It cost $1 million to file an application, millions more to influence the governor and the state legislature, and taxes on table games themselves will be high. Can't these salt-of-the-earth casino investors catch a break? Capital reports that the developers of upstate casinos want tax breaks from their small town hosts—at least $100 million in tax breaks over the next 15 years.

The CEO of Nevele, who wants to build in Ulster County, thinks $100 million in tax breaks is fair. Nevele's casino would be in Ellenville, New York, a town with a population just north of 4,000.

We have to fight much harder in order to get people to come up to the Nevele,” said Michael Treanor, the company's C.E.O, of his proposed casino, which would be about 95 miles north of New York City. “If you want to put a casino within an hour or 45 minutes of New York City—they’ll be able to print money in Orange County,” Treanor said.

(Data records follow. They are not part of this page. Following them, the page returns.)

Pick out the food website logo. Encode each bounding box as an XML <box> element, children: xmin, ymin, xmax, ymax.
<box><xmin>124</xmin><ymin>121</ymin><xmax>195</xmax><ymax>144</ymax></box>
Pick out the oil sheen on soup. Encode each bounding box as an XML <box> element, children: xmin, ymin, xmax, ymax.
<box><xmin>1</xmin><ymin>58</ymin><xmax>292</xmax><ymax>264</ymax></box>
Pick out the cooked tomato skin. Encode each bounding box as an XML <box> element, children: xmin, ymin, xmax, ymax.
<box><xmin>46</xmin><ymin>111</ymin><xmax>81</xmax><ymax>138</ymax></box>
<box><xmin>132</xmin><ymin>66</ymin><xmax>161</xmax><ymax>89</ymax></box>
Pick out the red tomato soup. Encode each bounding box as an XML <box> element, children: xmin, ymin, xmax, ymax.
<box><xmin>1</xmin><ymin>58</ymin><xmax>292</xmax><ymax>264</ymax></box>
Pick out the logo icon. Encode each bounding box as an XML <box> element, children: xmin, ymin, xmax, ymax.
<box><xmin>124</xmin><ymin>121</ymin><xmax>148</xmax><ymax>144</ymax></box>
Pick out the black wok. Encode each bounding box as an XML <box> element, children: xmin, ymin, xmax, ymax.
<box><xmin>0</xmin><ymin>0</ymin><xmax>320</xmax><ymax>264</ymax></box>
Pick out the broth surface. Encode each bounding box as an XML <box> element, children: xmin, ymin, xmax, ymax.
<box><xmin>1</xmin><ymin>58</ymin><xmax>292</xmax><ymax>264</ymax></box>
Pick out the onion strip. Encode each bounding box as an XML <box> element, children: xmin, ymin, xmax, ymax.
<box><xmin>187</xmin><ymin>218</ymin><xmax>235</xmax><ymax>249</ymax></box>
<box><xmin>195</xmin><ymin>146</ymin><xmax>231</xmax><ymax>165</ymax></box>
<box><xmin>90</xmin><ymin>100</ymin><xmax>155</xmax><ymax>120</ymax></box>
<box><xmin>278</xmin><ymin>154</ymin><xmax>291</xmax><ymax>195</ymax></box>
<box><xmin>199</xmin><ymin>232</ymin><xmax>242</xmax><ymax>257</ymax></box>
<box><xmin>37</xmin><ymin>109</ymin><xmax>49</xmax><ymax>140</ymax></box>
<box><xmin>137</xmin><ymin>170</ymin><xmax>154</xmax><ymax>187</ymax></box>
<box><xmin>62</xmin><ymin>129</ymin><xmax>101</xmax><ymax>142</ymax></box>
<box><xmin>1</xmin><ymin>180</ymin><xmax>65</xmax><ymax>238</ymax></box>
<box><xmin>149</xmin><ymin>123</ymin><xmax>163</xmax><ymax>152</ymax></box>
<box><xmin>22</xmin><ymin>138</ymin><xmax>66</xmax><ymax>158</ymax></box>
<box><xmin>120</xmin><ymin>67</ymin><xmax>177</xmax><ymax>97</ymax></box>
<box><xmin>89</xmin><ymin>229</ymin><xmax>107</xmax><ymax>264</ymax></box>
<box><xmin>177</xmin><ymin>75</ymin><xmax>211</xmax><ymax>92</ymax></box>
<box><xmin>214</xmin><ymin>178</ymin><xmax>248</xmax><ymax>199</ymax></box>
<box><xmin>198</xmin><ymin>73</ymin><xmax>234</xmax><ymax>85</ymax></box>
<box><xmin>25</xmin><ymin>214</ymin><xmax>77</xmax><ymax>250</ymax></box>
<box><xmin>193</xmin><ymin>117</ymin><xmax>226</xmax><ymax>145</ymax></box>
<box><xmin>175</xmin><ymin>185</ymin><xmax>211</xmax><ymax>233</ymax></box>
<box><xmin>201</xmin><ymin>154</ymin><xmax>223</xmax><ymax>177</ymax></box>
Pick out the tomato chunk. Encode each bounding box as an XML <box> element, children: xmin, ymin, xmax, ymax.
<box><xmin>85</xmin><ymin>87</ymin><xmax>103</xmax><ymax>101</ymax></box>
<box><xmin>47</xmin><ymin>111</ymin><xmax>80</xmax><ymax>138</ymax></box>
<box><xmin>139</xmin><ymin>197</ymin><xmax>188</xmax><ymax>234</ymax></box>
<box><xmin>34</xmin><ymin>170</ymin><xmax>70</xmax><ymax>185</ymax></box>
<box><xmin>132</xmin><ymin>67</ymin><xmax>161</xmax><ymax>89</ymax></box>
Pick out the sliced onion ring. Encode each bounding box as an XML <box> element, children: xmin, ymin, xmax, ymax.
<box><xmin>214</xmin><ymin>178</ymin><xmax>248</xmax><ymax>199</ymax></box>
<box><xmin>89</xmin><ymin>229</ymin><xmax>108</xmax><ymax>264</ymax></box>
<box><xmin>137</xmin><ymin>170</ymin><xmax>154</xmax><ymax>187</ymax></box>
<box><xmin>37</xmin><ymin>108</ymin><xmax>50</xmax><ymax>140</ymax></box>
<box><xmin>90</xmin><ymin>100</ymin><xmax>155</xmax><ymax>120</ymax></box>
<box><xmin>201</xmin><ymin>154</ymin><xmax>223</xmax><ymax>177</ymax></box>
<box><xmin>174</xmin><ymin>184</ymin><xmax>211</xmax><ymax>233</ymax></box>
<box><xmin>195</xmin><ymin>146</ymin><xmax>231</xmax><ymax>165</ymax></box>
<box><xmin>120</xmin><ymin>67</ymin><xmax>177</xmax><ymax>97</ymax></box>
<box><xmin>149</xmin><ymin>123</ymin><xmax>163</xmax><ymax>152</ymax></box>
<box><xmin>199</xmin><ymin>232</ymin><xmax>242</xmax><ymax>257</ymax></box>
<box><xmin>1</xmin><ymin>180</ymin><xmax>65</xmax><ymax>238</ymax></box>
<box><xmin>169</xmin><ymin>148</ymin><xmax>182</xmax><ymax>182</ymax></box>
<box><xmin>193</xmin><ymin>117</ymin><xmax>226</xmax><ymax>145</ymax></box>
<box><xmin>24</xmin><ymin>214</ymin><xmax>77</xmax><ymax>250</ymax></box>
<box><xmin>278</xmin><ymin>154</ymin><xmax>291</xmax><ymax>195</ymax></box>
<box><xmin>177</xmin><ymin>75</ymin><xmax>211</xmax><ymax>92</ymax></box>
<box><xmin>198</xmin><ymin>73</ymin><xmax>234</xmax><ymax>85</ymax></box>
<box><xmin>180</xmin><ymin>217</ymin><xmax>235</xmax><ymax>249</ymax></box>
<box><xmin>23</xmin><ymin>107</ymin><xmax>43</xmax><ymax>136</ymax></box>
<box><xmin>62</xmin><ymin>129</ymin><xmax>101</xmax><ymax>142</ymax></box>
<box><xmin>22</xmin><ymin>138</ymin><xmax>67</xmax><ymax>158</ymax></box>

In order to create all the jobs and tax revenue that will boost flagging local economies, the casinos will need to siphon off tax revenue coming into those flagging local economies. Make sense?

“The math doesn’t work without these tax breaks. Without them, I can’t put enough amenities into the property” to make it into a destination resort, he said, adding, “Smart investment bankers in New York decide how much money they’re going to give you, and they want to know, how much cash flow is the project going to generate?” 

When the "math doesn't work," then maybe the investment risk doesn't work, or maybe it does, who knows? That's capitalism. This is something else.

Naturally, other developers want tax breaks too. Local governments seem to be all for it. The governor who "owns" the panel he convened on corruption in Albany is for it. What could go wrong?